01:53:29   So I have the Game Center friends that I had when I left Macworld.

01:53:33   So it's basically all of my Macworld colleagues and like three of my friends, which is really

01:53:38   obnoxious if I want to like actually compete with people. Like when I was playing Alto's

01:53:43   Odyssey, it was literally like me, Jason Snell, Dan Frakes, and Panzer, I think is on my friends

01:53:50   list right now.

01:53:51   The game thing is a real example where Apple's, for years, they'd be like, "Hey, how do I do

01:54:01   this in game? I want my game to sync this data between the iPad and the iPhone version."

01:54:07   It was like, "Ah, you can't actually do that in Game Center, so we recommend you use Facebook.

01:54:11   And if you trust the system level Facebook thing, you could store the data." Apple was

01:54:17   recommending it, and games were a big reason for it. I mean, did Facebook really collect a lot of

01:54:22   interesting information from people who were playing games where they saved their data

01:54:27   through Facebook? I don't know. But I feel like Apple realized-

01:54:28   Let's not ask that question because you're going to be depressed.

01:54:31   Right. So, yeah, don't be surprised at what they could get out of it. Right.

01:54:36   Exactly. Probably, you know, like location data, there's all sorts of stuff they could have gotten.
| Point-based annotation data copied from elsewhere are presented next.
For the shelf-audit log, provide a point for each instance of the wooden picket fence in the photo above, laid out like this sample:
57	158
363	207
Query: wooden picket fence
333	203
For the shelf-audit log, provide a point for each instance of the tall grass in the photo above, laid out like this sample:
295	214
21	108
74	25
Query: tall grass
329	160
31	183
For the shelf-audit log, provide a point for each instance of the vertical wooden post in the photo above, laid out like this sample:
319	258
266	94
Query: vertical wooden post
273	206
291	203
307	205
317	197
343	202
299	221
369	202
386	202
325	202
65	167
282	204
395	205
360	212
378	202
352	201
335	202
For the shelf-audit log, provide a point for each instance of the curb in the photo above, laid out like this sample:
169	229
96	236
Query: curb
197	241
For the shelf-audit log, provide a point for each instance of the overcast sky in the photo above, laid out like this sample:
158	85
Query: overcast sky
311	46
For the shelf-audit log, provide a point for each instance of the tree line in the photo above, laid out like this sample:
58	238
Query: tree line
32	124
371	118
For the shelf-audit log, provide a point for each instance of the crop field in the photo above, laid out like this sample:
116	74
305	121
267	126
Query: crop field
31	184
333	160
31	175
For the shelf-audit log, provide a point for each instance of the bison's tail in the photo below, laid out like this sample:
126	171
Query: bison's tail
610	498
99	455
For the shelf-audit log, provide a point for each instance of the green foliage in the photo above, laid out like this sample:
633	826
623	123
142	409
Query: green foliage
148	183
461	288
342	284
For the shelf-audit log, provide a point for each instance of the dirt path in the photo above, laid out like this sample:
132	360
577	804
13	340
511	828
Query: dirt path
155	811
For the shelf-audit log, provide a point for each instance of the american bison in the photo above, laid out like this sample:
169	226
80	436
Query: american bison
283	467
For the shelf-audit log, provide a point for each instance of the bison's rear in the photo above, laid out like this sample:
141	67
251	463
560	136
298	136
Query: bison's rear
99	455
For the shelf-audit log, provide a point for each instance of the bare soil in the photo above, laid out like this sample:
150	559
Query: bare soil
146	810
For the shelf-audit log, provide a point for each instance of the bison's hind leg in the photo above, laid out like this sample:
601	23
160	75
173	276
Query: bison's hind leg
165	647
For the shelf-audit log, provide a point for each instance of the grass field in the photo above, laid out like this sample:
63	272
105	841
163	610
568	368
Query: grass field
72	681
01:54:41   So, yuck. Yeah, but so you know, I don't think it's a huge deal. I feel like Apple is overall

01:54:48   on the right side has been on the right side of the privacy story from a, you know, early way

01:54:54   before most people saw it as a big issue. But I don't think the record is perfect. I think that

01:54:58   that integration that they had for years was, was the single worst thing Apple's done privacy wise,

01:55:05   in my memory. Anyway, thanks for being here. Everybody can find your writing, your good work

01:55:16   at iMore, and on Twitter you are—I don't remember your username. What's your username?

01:55:23   It's Saturn. S-E-T-T-E-R-N. It's a nonsense word.